I turn the book upside down on the card table I’ve set on the porch. The table is covered with a brilliant floral cloth, in fuchsia, violet, black, goldenrod. Now the wind has increased its force and the large trees toward the back of the yard are bending, whipping. The noise is frightening. I feel small.

Now I’m copying the poems of others into my notebook, watching where the cutting words appear. I’m thinking about the assertions of the editors, that haiku depends on the existence of the poet. Without the poet, there is no poem. There is no moment immortalized, cut into being, recalled like bloodlines.

Take my favorite Chris Patchel haiku:

     a path of leaves
     our conversation
     turns wordless

The whole second line, in this case, is the kireji, and it suggests that an otherwise incidental, unnoticed path of leaves is somehow our conversation, but it also suggests that the path of leaves ceases our conversation. It is the midpoint around which the meaning retwists itself. The reader wonders if the relationship of those in the poem will survive, even as the incidental path itself is now immortalized in the poem.

Looking out over my unruly grass, I see that the great pine is now twisting in the wind. I fear for her survival. Someday it will be too much. She’ll fall, and I’ll be picking up the pieces.

The wind continues, strong and loud. My eyes seek out the tiny red maple I just planted to the south of the pine. Then I search for the new paw-paw trees and the delicate, wild climbing rose. The small things, sheltered and growing, are safer from the coming storm by the very virtue of their diminutive size.

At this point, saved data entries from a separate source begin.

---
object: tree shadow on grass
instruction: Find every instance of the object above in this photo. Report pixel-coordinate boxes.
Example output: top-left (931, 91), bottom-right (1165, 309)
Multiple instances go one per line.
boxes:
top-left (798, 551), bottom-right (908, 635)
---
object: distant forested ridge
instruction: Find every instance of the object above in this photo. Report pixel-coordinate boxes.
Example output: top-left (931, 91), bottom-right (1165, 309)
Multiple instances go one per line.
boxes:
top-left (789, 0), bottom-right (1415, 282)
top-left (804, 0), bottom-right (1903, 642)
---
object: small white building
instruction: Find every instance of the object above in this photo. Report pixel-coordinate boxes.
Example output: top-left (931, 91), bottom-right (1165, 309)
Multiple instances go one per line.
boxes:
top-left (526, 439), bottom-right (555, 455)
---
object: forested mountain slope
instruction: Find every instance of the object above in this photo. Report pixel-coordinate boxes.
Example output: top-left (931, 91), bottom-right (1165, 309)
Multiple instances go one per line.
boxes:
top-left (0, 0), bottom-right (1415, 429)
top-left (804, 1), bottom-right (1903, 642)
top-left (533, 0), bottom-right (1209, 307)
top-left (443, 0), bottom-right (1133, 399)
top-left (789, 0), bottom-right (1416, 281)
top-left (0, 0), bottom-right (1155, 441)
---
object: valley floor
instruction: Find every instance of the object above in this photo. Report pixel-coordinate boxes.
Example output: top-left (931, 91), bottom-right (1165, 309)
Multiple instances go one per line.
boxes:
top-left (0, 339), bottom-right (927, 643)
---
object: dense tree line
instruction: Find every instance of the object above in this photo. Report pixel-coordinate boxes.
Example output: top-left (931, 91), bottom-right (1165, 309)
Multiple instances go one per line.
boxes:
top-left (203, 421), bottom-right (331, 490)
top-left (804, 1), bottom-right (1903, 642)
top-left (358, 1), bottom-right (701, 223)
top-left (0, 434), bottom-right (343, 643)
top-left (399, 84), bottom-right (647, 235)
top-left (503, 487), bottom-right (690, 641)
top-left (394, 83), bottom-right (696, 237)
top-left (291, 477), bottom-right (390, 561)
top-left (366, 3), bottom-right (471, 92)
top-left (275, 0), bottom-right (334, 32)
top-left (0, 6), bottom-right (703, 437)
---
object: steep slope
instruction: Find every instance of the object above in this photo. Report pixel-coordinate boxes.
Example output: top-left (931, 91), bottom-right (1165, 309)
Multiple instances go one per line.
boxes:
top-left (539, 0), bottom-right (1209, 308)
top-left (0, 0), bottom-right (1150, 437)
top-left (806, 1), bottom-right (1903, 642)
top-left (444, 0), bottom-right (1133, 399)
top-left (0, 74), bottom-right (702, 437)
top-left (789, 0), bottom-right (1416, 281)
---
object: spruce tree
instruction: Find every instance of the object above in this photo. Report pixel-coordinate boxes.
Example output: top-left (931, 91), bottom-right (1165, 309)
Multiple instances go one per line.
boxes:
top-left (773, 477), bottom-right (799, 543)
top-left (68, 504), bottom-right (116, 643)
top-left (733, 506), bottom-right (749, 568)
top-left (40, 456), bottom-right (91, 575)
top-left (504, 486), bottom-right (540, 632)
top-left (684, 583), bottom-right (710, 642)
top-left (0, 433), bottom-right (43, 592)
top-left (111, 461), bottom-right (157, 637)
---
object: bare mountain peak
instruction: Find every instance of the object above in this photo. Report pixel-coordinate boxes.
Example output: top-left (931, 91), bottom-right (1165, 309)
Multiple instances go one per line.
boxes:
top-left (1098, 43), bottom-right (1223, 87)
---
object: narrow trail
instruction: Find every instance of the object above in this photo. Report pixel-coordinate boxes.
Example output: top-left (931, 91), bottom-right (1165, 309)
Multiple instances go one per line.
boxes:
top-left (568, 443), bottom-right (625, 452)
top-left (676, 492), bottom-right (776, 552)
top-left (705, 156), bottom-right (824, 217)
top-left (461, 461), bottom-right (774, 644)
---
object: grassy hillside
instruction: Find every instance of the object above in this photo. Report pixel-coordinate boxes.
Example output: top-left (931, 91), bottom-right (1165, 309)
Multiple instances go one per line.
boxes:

     When the great wind comes
     the tiny trees hardly bend
     to the great wind’s roar.

I write my own poem. This was not in the morning’s plan. Haiku is hard, and it’s not my best form. I’d rather review the book than set my hand to haiku writing.

But the poem has told me something deeply important—about building small things into my life without drawing attention to them. And the fact that I wrote it myself means it’s going to embed itself into my psyche. Because it is a haiku, it is only the length of a few breaths—so easy to memorize without even trying—and I will be more likely to take it with me on my walks, use it to clear my mind and calm my fears.

Many of us are happy enough to borrow the breath of others, to read their poems, to carry their words along. That is fine, even recommended. (I myself make it a practice to read a poem a day.)

Still. It is worth exploring our own breath, just 5-7-5, penned into the spaces of a special notebook or cut into the margins of an afternoon.

Would you like to try writing a haiku?

The writing of poetry reminds us, “You are real, and without you there is no artful shaping, no rewiring of either joy or pain.” The writing of haiku, in particular, helps us define and embrace the moments of change, no matter how small—and understand that they may be even more sustainable and powerful in their smallness.

Just three lines could write, or rewrite, your day.